Odisha lies on the eastern coast of India. It is bounded by West Bengal in the north east, Jharkhand in the north; Madhya Pradesh is in the West, Andhra Pradesh in the South and the Bay of Bengal in the east. Orissa can be divided into three broad regions. The coastal plains, the middle mountainous country and the plateaus. The region of the coastal plains is a combination of several deltas formed by major rivers of Odisha such as the Subarnarekha the Budhabalanga, the Baitarani, the Brahmani, the Mahanadi and the Rushikulya. The middle mountainous region covers about three fourths of the entire state and comprises the hills and mountains of the Eastern Ghats the plateaus are mostly eroded table lands, forming the western slopes of the Eastern Ghats.
To sum up, the state offers diverse habitats from lush green and hilly terrain, to coastal plains and rolling river valleys, criss crossed by rivers that include the Brahmani, the Mahanadhi and the Bansadhara.
In ancient times, Odisha was known as Utkala, Kalinga and Odra Desa at different points in its history. For many centuries, Kalinga was a very powerful kingdom. The famous war that the emperor Ashoka waged against Kalinga proved to be turning point in his life.

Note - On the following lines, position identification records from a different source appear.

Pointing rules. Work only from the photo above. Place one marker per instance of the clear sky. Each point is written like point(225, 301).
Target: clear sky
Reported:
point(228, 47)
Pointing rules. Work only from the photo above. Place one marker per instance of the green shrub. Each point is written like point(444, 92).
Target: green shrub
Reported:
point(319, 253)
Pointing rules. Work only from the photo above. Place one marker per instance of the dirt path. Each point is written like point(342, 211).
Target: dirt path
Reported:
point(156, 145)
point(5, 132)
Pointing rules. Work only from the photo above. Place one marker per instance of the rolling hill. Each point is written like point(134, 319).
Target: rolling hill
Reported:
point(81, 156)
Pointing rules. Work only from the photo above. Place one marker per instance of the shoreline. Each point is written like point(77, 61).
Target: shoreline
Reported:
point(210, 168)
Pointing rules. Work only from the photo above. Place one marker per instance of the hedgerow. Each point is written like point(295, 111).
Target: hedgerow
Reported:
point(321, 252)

The Bloodshed and killing of war sickened him, and led him to renounce violence and turn to Buddhism. This war had a great impact on the history of this region too, for under Ashoka’s benevolent guidance, literature, language, music and dance flourished here during ancient times. In 1568, the last Hindu ruler war thrown by a Muslim general and finally Odisha was annexed by Akbar in 1592. The Mughals ruled till 1803, when Odisha came into British possession following India’s independence the 26 princely states in the region were merged into modern state of Odisha.
Odisha is famous for the art of sand sculptures. According to belief, a famous poet Balram Das wanted to climb Lord Jagannath’s chariot during the Rath Yathra, but was not allowed. Saddended, he then went to the beach, the carved the images of Lord Jagannath, Devi Subhadra and Lord Balabhadra on the golden sand and prayed to these images.

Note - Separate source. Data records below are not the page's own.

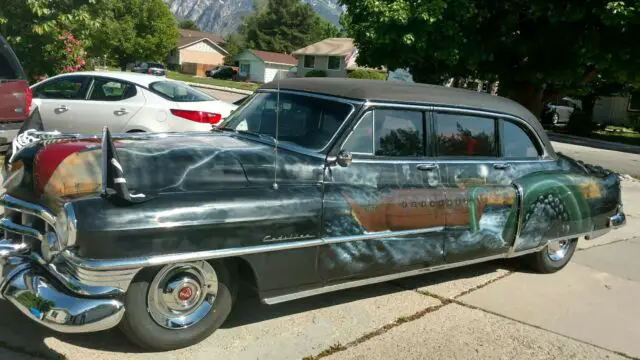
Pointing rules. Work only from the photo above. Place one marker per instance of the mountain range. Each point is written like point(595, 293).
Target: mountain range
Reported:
point(222, 17)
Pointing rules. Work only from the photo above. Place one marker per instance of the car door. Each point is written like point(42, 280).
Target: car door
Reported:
point(57, 99)
point(481, 209)
point(380, 214)
point(109, 102)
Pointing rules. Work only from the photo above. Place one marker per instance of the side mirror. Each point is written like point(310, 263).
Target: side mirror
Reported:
point(344, 158)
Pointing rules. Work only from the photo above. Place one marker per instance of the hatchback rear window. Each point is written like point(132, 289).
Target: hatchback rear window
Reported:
point(9, 67)
point(178, 92)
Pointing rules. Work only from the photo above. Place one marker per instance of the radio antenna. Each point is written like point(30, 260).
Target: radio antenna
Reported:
point(275, 158)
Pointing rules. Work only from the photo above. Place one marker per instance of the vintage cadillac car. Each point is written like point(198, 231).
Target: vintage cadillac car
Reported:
point(310, 186)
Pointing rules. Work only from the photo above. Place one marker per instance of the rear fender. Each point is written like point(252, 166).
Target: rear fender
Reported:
point(558, 204)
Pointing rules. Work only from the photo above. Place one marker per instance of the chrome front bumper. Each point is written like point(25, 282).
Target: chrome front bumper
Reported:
point(38, 295)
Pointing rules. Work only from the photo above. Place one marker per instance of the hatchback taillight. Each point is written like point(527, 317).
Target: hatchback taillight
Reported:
point(28, 98)
point(198, 116)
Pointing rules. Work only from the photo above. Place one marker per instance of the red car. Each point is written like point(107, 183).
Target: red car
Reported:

Due to the reigns of many different rulers, the culture, arts and crafts of the Odisha underwent many changes from time to time yet, the artistic skill of the Orissa artists remains unparalleled. From traditional times, Odisha has been considered as a state blessed with talent of arts right from palam leaves writing, to appliqué work, the craft men of Odisha have perfected it all several art forms that have died out over time in many parts of the country are still practised in parts of Odisha.
The crafts men create breathe taking works in silver filigree, wood craft, appliqué work, brass and bell metal work. They also excel in horn work, papier mache creation, terracotta figures and tie and dye textiles. In fact ever since the Mauryans set textile workshops here. Odisha has been an important hub for the craft of weaving there are now numerous weaving communities, which have more than 2 lakh weavers. When it comes to music and dance. Odissi music is colourful and charming and multi splendored. In addition to the world renowned Odissi and Chhau dance forms, Odisha boats of a number of folk dances too.
Konark Dance festival
The Konark sun temple in Odisha was built in the 13th century. It was conceived as a gigantic solar chariot with twelve pairs of exquisitely ornamented wheels of them dragged by seven rearing horses. The exquisite natamandir or the dancing hall of the shrine is an architectural wonder. The Konark Dance festival is held in December every year, against the beautiful backdrop of this temple. A host of celebrated classical dancers from all over the country perform in the open air auditorium. This festival provides a platform for both the performing artists and the dance connoisseurs to appreciate the essence of various classical dance forms of the country.